Pur se questi sono stati fatti clamorosi, restano ignoti però fuori della Calabria. Così come le indagini-flop nei confronti dell’ex presidente regionale Mario Oliverio, che Gratteri voleva arrestare e che subì comunque ingiustamente un duro confino.
Ma l’Italia intera ha potuto osservare almeno due vicende scandalose, sicuramente di rilievo nazionale. La prima è quella del dottor Lupacchini, e grida vendetta. Le poche persone per bene che ne hanno capito e denunciato la gravità ancora non si capacitano di come un magistrato dalla reputazione integerrima come la sua abbia potuto portare a casa bastonate non solo da chi non è ancora riuscito a vincere un processo (e vedremo come andrà a finire il famoso Maxi “Rinascita Scott”), ma soprattutto dal Csm più sputtanato della storia. La seconda è quella di Lorenzo Cesa, infilato a forza in un’ inchiesta degna di non più che di qualche cronachetta locale, per giustificare il senso della solita conferenza stampa. Un’informazione di garanzia al segretario dell’Udc per appartenenza alla mafia piombata nel bel mezzo della crisi di governo del “Conte-due” e mentre fervevano trattative, in cui era coinvolto anche Cesa, per un eventuale “Conte-ter”. Questa volte l’operazione si chiamava, con poca ironia, “Basso profilo”, e aveva impegnato 300 poliziotti e dieci elicotteri. Poi, al momento delle richieste di rinvio a giudizio, la posizione di Cesa viene stralciata. Poi non è più mafioso. Ma allora, a che gioco si sta giocando?

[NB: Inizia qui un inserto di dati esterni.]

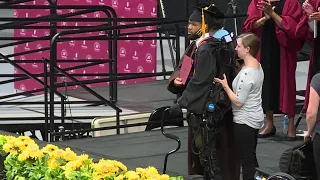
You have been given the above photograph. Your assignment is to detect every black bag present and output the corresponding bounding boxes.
[279,142,316,178]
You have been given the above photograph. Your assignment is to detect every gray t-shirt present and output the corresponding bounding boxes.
[310,73,320,137]
[232,66,264,129]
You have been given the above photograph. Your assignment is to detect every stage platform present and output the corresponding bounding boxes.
[0,117,305,179]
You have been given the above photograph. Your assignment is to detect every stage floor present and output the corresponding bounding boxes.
[47,117,305,179]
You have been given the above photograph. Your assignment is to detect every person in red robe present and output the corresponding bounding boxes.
[242,0,303,140]
[296,0,320,109]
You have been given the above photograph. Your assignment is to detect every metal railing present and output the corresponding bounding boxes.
[0,0,184,141]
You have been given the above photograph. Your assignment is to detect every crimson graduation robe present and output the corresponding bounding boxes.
[242,0,303,116]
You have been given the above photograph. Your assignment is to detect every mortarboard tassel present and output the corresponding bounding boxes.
[201,8,206,37]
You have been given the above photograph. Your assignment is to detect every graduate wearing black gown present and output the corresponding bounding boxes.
[168,5,239,180]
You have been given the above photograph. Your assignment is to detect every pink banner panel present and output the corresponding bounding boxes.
[14,0,157,93]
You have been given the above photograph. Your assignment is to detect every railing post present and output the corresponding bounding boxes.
[49,0,57,142]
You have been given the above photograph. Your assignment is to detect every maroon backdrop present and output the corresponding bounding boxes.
[14,0,157,91]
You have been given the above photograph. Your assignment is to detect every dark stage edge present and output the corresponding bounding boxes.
[68,80,303,114]
[48,120,305,179]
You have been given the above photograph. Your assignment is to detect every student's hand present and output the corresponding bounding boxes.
[214,74,229,88]
[173,77,183,86]
[304,132,311,143]
[263,6,276,20]
[257,1,274,16]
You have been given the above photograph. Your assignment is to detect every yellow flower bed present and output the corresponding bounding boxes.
[0,135,183,180]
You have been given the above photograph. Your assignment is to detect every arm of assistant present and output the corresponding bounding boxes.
[177,50,217,111]
[242,0,267,33]
[223,73,253,108]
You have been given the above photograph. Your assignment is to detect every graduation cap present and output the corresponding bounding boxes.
[189,4,225,36]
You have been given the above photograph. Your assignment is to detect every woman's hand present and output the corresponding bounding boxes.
[257,1,274,17]
[302,0,314,16]
[214,74,229,89]
[173,77,183,86]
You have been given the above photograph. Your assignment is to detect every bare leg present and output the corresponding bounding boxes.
[288,116,296,137]
[259,111,274,134]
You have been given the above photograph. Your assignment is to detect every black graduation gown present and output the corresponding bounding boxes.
[260,0,285,113]
[168,41,239,180]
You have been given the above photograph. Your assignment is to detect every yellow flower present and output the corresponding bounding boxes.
[63,148,77,161]
[18,144,44,161]
[77,154,89,161]
[41,144,59,156]
[18,136,32,141]
[49,149,64,158]
[160,174,170,180]
[5,136,16,141]
[125,171,140,180]
[18,151,30,161]
[113,160,127,172]
[48,158,60,170]
[114,174,125,180]
[2,141,19,154]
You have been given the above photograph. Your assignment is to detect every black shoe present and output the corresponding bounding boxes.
[258,126,277,138]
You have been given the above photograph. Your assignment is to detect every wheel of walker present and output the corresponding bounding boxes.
[267,172,296,180]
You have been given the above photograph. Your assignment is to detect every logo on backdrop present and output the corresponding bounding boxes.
[13,0,157,90]
[138,3,144,14]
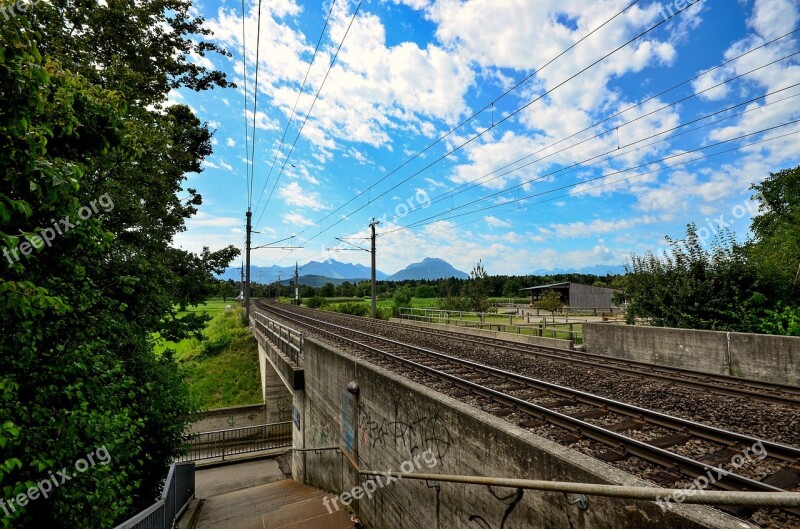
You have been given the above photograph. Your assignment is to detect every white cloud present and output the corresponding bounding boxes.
[283,212,314,228]
[278,182,328,211]
[483,216,511,228]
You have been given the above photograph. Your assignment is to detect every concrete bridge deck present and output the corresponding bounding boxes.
[195,459,354,529]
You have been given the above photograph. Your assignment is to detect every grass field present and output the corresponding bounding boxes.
[155,301,262,409]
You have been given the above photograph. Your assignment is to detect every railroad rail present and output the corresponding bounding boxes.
[260,304,800,514]
[264,300,800,407]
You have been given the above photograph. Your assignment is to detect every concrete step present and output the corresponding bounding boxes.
[196,479,353,529]
[195,460,353,529]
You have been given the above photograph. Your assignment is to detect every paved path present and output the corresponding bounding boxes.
[195,459,353,529]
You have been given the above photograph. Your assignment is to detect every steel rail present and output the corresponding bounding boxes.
[268,302,800,406]
[258,306,800,500]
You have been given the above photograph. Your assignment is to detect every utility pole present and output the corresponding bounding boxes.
[244,208,253,325]
[294,261,300,305]
[369,217,380,320]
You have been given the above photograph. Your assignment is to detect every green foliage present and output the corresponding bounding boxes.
[200,334,231,358]
[333,303,371,316]
[392,285,413,317]
[748,166,800,296]
[438,296,470,312]
[178,307,262,409]
[760,304,800,336]
[463,261,490,312]
[503,278,522,298]
[625,225,773,332]
[414,285,436,298]
[306,296,328,309]
[0,4,236,528]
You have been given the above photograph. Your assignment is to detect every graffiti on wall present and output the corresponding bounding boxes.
[358,396,452,460]
[468,487,525,529]
[275,396,292,422]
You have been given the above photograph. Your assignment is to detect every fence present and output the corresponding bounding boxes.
[400,307,583,344]
[115,461,194,529]
[180,421,292,461]
[253,312,303,367]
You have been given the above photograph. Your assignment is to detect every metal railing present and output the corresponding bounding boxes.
[115,461,194,529]
[180,421,292,461]
[294,446,800,510]
[400,307,583,343]
[253,312,304,366]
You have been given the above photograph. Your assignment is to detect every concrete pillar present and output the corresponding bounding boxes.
[258,345,293,423]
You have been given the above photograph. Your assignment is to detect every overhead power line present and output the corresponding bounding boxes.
[251,0,336,220]
[381,119,800,236]
[300,0,641,233]
[256,0,364,224]
[310,28,800,256]
[278,0,702,256]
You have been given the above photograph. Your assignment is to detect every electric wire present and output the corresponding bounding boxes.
[382,119,800,236]
[251,0,336,217]
[282,0,702,253]
[306,34,800,255]
[256,0,364,224]
[290,0,641,233]
[392,128,800,241]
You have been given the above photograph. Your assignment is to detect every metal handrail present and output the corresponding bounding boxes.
[253,312,305,366]
[293,446,800,508]
[181,421,292,461]
[114,461,195,529]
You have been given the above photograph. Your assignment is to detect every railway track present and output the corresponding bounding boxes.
[268,302,800,407]
[259,303,800,515]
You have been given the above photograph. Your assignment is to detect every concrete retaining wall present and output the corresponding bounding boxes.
[583,323,800,385]
[191,404,266,433]
[390,318,573,349]
[293,339,750,529]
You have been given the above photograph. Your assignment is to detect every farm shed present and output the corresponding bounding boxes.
[521,281,622,309]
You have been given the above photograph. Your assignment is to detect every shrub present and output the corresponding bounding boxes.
[333,303,370,316]
[306,296,328,309]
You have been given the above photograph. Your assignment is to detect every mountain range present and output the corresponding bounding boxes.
[387,257,469,281]
[218,257,469,286]
[218,257,625,287]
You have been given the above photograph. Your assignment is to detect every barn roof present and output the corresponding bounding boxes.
[520,281,572,290]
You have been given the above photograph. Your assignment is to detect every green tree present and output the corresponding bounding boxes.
[748,166,800,300]
[0,4,236,527]
[463,261,489,312]
[625,224,774,332]
[503,277,522,298]
[392,285,412,317]
[339,281,356,298]
[414,285,436,299]
[319,283,336,298]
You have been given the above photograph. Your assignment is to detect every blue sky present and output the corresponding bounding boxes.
[170,0,800,274]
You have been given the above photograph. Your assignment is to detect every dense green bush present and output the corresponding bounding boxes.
[333,303,371,316]
[306,296,328,309]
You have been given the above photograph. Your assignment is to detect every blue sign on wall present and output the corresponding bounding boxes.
[292,404,300,432]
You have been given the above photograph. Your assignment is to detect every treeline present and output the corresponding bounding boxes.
[216,274,623,300]
[620,167,800,336]
[0,0,238,528]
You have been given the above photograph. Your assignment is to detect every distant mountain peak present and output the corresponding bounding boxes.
[387,257,469,281]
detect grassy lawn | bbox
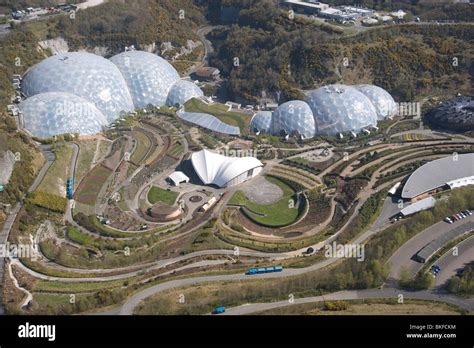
[148,186,179,206]
[229,177,299,227]
[75,165,112,205]
[185,99,252,134]
[168,141,184,158]
[130,130,151,164]
[255,299,459,315]
[74,140,97,187]
[38,145,73,197]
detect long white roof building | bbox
[402,153,474,199]
[191,150,263,187]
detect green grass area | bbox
[38,145,73,197]
[185,99,252,134]
[75,165,112,205]
[74,140,97,187]
[229,176,299,227]
[130,129,151,164]
[148,186,179,206]
[168,141,184,158]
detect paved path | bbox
[0,145,55,315]
[388,219,474,280]
[435,236,474,287]
[221,288,474,315]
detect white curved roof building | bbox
[250,111,273,133]
[110,51,179,108]
[19,92,108,138]
[402,153,474,200]
[272,100,316,138]
[191,150,263,187]
[354,85,397,120]
[166,80,204,106]
[306,84,377,135]
[21,52,134,122]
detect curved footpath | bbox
[112,216,474,315]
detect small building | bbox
[265,102,278,111]
[362,18,379,26]
[225,102,242,111]
[196,67,221,81]
[147,203,183,222]
[390,10,407,20]
[167,171,189,186]
[388,182,402,196]
[283,0,329,14]
[199,197,217,212]
[400,196,436,216]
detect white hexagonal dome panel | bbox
[166,80,204,106]
[110,51,179,108]
[272,100,315,138]
[306,85,377,135]
[22,52,134,122]
[19,92,107,138]
[353,85,397,120]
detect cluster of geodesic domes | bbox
[251,84,397,138]
[19,51,204,138]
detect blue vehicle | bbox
[212,306,225,314]
[66,177,74,199]
[245,266,283,275]
[245,268,257,275]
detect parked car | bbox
[444,217,453,224]
[212,306,225,314]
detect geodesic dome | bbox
[110,51,179,108]
[352,85,397,120]
[425,96,474,132]
[306,85,377,135]
[22,52,134,122]
[250,111,273,133]
[19,92,107,138]
[166,80,204,106]
[272,100,315,138]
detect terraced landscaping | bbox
[148,186,179,206]
[185,99,252,135]
[130,128,152,165]
[38,145,73,197]
[229,176,301,227]
[75,164,112,205]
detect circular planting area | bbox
[229,176,305,227]
[189,195,202,203]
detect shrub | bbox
[29,192,67,213]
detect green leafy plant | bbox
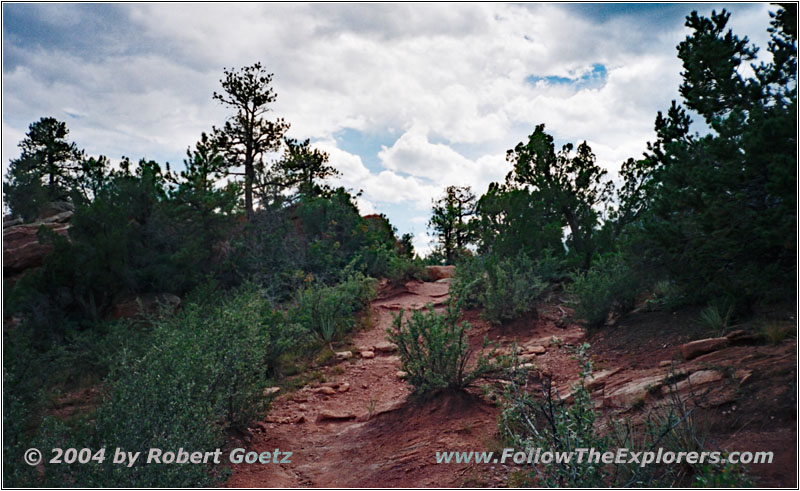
[388,303,496,394]
[699,304,733,336]
[568,255,638,328]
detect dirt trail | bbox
[226,280,797,487]
[226,280,504,487]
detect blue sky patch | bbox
[525,63,608,90]
[333,128,397,173]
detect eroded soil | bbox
[225,280,797,487]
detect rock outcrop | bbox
[3,209,72,278]
[425,266,456,281]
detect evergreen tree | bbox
[214,63,289,221]
[628,6,797,304]
[506,124,613,268]
[3,117,83,220]
[271,138,339,196]
[428,186,476,264]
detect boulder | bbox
[725,329,761,345]
[317,409,356,421]
[679,338,729,360]
[603,375,663,408]
[525,345,547,355]
[375,341,397,353]
[585,367,622,392]
[111,293,181,319]
[425,266,456,281]
[39,201,75,219]
[3,222,69,277]
[3,215,22,228]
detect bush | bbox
[452,253,554,324]
[568,255,638,328]
[481,254,547,324]
[388,303,496,394]
[499,344,750,488]
[290,273,376,344]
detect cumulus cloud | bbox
[2,3,769,246]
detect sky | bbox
[2,3,774,253]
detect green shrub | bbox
[481,254,547,324]
[388,303,496,394]
[26,287,303,487]
[451,253,554,324]
[499,344,750,488]
[568,255,638,328]
[290,273,376,344]
[699,304,733,336]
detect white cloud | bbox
[3,3,780,252]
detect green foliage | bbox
[481,254,547,324]
[21,288,302,487]
[499,344,610,488]
[213,63,289,220]
[568,254,638,328]
[268,138,339,196]
[388,303,496,394]
[289,273,376,344]
[471,183,566,257]
[628,6,797,307]
[499,343,752,488]
[428,186,476,264]
[451,253,559,324]
[699,303,733,336]
[506,124,613,268]
[3,118,83,221]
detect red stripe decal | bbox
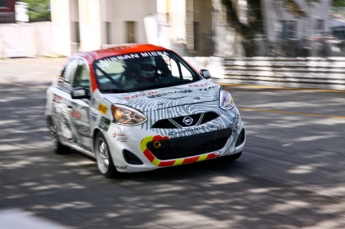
[151,135,169,142]
[206,153,217,160]
[182,156,199,164]
[144,148,155,162]
[159,160,175,166]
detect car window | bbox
[59,59,78,90]
[73,60,90,91]
[94,51,201,93]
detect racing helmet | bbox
[132,57,157,79]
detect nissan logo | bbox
[182,116,193,126]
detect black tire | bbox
[94,132,120,179]
[219,152,242,162]
[48,118,71,154]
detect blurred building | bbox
[0,0,16,23]
[51,0,157,56]
[262,0,332,41]
[51,0,213,55]
[49,0,332,57]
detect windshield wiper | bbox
[100,88,131,93]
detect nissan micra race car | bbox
[45,44,246,178]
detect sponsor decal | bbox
[99,51,169,63]
[147,89,193,98]
[125,91,157,100]
[71,109,81,119]
[115,165,127,170]
[169,125,216,135]
[140,135,219,167]
[189,82,209,87]
[113,133,126,138]
[98,103,108,114]
[199,86,217,91]
[78,125,90,136]
[53,94,63,103]
[99,117,110,130]
[113,133,128,142]
[90,115,97,122]
[182,116,193,126]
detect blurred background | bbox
[0,0,345,58]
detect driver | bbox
[123,57,157,88]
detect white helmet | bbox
[133,57,157,79]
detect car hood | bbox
[104,80,220,112]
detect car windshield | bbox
[94,51,201,93]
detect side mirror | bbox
[71,87,90,99]
[200,69,211,79]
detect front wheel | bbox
[219,152,242,162]
[95,132,119,179]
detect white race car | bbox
[45,44,246,178]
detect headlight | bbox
[111,105,147,126]
[219,90,235,110]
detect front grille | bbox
[152,111,219,129]
[147,128,232,160]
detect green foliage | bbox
[332,0,345,7]
[23,0,51,22]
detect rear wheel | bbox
[95,132,120,179]
[48,119,70,154]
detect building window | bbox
[126,21,136,43]
[280,21,296,39]
[0,0,7,7]
[315,19,325,34]
[193,22,200,51]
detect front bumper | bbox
[105,119,246,173]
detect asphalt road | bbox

Ve la immaginate un’operazione del genere a Milano? Non si sa se al Csm qualche testa pensante (speriamo ce ne sia qualcuna portatrice di saggezza) abbia fatto questo piccolo sforzo di fantasia e abbia sconsigliato per questi motivi il procuratore Gratteri di fare domanda di trasferimento alla procura di Milano. Purtroppo il ragionamento delle “teste pensanti” del Csm sarà stato invece un altro. E sicuramente riguarderà intrighi a scacchiera che coinvolgono anche la procura di Roma e l’ingombro di Prestipino, ormai tri-bocciato come intruso, e la necessità di collocare da qualche altra parte coloro che contro quella nomina avevano fatto ricorso. Perché non Viola a Milano, per esempio? Ma sarebbe interessante sapere, secondo questa ipotesi, quale sia la compensazione offerta a Gratteri per la rinuncia. Perché è chiaro che in questi giri di valzer di spontaneo non c’è mai niente. Non c’è più Palamara, ma il Csm è sempre quello, immutabile e immarcescibile. Quello che caccia Lupacchini e promuove Gratteri. Speriamo che nella sua nuova attività – non appena Federico Cafiero De Raho sarà andato in pensione – di traglianastri antimafia, il campagnolo ignorante non faccia troppi danni.